レオナルド視点。「51.悪役」の数日後の話。



 カツカツと足音を立て、室内に入ったレオナルド。

 控えていた部下に上着を渡し、ソファーに腰を下ろした彼は、短く息を吐く。


「午後からの予定は、本日復帰するヴァネッサが引き継ぎます」

「分かった」


 レオナルドの返事を聞いた部下は、手渡された上着を整えた後、部屋を出て行った。その部下と入れ替わるようにして、メイドがティーセットを運び入れる。ソファーへと背を預けていたレオナルドは、体を起こし、注がれたカップに口をつけた。


 珍しく、スペンサー嬢からの希望で“お茶会”を開いたのが三日前。そこで、ヴァネッサに関する、にわかには信じがたい話を聞いた。

 通常であれば、彼女の話を鵜呑みにすることは、まず無いだろう。しかし、これまで彼女から提供された情報の内容や、あの自信に満ちた顔に、もしかしたら本当に────と、思ってしまっていた自分に驚いた。


 結局、アイヴィーとのお茶会後にすぐ、部下をクスタードの森へ向かわせたレオナルド。説明に合った通り、森の奥、二本に分岐した川を下って行った先に、滝が流れ落ちる湖があった、と帰ってきた部下から報告を受けたのが、つい先ほどの事だ。


「まさか、本当に……」


 レオナルドは、再びソファーに深く沈みながら黙考する。

 しかし、だとすれば、長年閉じ込めてきたこの行き場のない想いを打ち明けることができ、明るい未来へ向かえるのではないだろうか。しかも、俺だけではなく、国全体でだ。


 “ロッソと森の龍”


 ソレ(・・)は確かに、この辺りの国の人間なら誰でも知っているほど、有名な伝承である。

 だが、それだけではない。

 このアルバ帝国を築いた際、幾多もの国が傘下となった時から、皇族にのみ教えられ、後世へと引き継がれている書物の中に記されている────赤金に輝く髪と瞳を持つ少女と、その子を寵愛する守護龍の記録。

 その本を読めば、誰もが知るその御伽噺が、本当に過去に起こった事であると信じずにはいられない程であった。


 レオナルドは、その本の内容を知るはずのないアイヴィーから、ヴァネッサについて聞かされた時のことを思い出す。


「…………ッ」


 あの時、最後に見せた真っ黒なアイヴィーの笑みを思い出したレオナルドは、ぶるっと背筋を伝う悪寒に身を震わせた。


「あの顔は、悪役というより悪魔のようだったな」


 思い出しては体が冷える感覚を覚えたレオナルドは、あの顔は忘れようとお茶と共に用意された茶菓子へと手を伸ばす。


──さて、ヴァネッサにはどう話を切り出すか。


 彼女が何も知らず休養している間に、話はとんでもないほど大きくなっている。

 この後、スペンサー嬢から聞いた事を伝え、今後を話し合うべきだろうな……。

 レオナルドがそう結論を出した時、扉をノックする音が響いた。


「失礼します。とても長いお休みを頂いておりましたが、本日から泣く泣く復帰致します」

「……あぁ」


 部屋に入るなり、いつもの口調でそう言ったヴァネッサ。充分に休養したこともあり、顔色は良く見える。しかし、レオナルドは彼女の手元に視線を落としながら、気おされたように答えた。
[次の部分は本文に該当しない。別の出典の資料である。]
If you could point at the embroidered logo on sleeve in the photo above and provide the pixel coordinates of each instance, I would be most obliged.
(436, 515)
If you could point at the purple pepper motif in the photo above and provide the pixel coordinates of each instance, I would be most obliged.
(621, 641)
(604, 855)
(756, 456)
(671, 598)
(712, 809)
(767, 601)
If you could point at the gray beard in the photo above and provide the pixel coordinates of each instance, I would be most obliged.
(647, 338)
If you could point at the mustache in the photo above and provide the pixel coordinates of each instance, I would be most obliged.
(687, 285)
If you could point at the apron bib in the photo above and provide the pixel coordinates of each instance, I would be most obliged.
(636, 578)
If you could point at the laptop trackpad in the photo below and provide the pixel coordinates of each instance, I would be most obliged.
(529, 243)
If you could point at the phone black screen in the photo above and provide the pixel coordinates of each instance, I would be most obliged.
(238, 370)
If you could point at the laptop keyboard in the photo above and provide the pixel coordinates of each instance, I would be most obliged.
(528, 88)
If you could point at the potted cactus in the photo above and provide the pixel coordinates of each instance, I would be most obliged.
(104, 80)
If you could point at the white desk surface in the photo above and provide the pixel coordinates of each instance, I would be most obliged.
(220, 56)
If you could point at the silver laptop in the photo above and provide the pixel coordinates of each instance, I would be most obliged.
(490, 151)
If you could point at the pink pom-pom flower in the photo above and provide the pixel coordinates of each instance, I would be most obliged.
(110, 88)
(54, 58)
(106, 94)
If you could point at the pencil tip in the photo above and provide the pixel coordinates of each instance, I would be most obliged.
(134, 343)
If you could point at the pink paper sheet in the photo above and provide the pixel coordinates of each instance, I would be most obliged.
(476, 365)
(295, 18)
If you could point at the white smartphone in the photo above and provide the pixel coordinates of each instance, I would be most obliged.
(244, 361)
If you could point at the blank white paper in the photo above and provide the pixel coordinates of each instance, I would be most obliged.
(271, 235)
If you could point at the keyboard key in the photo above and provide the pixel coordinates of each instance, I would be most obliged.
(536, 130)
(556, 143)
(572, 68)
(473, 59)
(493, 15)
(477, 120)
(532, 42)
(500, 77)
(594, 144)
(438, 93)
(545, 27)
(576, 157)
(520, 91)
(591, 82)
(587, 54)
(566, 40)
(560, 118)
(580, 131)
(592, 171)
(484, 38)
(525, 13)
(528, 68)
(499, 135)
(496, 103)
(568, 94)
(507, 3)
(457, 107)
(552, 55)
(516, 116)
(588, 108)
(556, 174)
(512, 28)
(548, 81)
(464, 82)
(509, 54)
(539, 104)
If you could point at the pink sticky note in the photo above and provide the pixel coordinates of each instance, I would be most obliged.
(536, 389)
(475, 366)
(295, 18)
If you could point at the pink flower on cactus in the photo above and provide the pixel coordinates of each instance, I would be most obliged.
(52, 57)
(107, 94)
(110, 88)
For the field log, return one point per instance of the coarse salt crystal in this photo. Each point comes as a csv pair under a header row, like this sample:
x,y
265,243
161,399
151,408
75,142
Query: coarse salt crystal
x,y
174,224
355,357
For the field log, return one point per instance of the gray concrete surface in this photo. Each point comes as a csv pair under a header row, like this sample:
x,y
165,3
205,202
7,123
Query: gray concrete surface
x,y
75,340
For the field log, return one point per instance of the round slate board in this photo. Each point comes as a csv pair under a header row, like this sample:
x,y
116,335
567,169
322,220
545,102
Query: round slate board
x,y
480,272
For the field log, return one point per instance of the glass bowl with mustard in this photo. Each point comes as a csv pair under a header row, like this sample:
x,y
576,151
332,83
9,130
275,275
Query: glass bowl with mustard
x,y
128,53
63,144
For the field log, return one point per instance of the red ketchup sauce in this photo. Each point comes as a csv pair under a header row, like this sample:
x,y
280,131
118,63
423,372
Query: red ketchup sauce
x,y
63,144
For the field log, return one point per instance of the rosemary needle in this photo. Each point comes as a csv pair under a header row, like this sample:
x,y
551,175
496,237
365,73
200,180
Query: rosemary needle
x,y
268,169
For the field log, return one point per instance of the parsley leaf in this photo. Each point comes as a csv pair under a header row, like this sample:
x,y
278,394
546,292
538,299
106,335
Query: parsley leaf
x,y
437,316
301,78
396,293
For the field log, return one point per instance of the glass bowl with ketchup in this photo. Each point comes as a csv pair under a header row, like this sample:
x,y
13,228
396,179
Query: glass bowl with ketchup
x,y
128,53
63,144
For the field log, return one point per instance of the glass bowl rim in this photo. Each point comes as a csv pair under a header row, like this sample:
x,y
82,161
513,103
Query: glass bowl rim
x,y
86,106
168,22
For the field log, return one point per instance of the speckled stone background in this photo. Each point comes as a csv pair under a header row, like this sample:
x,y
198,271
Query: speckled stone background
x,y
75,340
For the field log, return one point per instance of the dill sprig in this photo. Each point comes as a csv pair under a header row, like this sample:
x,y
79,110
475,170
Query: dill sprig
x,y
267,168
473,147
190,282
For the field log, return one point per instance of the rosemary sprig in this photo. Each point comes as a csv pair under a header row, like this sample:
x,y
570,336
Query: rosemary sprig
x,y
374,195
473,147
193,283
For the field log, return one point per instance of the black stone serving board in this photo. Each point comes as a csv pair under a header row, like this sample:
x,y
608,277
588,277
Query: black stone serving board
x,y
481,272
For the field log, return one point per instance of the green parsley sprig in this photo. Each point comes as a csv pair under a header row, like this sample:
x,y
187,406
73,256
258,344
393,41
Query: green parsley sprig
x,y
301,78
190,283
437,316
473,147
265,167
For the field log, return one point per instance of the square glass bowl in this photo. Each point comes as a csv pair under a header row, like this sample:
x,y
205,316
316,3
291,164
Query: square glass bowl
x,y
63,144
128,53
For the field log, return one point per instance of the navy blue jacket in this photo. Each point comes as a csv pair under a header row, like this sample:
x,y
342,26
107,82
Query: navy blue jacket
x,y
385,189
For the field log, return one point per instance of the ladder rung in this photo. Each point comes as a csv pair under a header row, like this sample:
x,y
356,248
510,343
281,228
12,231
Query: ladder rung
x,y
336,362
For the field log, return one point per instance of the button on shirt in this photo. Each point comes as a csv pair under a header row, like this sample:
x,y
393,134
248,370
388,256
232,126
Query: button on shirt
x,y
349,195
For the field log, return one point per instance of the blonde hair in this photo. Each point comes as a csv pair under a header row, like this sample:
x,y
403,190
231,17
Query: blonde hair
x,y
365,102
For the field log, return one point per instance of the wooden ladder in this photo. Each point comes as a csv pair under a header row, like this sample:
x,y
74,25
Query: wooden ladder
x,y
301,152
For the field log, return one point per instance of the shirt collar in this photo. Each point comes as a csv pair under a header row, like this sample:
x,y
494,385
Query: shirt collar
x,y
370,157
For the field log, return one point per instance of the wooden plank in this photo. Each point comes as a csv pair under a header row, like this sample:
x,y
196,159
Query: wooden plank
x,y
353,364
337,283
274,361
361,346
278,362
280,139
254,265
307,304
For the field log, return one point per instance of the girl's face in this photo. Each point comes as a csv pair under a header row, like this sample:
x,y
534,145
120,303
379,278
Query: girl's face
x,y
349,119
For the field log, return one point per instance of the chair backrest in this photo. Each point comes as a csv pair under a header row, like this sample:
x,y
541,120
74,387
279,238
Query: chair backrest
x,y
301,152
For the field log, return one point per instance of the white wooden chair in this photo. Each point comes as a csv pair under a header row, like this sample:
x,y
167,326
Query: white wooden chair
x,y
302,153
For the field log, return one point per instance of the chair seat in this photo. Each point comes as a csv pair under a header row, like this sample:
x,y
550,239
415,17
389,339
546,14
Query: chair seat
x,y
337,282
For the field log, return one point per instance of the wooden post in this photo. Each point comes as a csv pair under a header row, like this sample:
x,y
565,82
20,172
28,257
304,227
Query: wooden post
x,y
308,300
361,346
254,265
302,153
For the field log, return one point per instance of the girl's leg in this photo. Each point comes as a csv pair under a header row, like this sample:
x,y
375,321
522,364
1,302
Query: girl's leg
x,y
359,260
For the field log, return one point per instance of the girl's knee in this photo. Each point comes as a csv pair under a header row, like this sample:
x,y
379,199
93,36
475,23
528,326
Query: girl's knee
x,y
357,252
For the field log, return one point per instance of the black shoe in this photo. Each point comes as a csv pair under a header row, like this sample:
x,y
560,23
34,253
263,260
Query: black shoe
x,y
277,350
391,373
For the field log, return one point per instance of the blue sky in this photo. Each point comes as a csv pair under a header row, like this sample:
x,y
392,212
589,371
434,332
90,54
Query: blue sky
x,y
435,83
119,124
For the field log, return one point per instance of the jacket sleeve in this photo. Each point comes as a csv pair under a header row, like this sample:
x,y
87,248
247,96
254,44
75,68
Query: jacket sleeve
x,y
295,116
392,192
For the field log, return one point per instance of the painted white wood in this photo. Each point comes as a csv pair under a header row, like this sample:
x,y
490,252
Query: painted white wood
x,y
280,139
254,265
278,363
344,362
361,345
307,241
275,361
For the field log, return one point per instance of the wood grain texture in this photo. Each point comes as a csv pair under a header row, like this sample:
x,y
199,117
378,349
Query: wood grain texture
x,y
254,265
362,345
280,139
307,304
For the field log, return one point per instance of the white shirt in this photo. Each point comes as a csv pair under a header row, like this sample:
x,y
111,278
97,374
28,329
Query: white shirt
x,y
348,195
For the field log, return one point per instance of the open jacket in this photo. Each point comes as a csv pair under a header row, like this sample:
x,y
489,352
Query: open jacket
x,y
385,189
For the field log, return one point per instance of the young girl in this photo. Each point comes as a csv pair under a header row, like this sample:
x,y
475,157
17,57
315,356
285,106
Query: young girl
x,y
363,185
 頭を上げたヴァネッサは、あぁ、とレオナルドの視線に気づき、お茶と共に用意されていたお皿の上に、紙袋の中身を移した。


「実は、あの時……殿下が席を立った時に、残りの茶菓子を全て食べてしまったのは……またこうして殿下が食べて喜んでくれるよう……味を覚えて、練習するためだったんです」

「……ヴァネッサ」


 そう言いながら不器用に笑ったヴァネッサを見て、レオナルドは零すように彼女の名前を呼んだ。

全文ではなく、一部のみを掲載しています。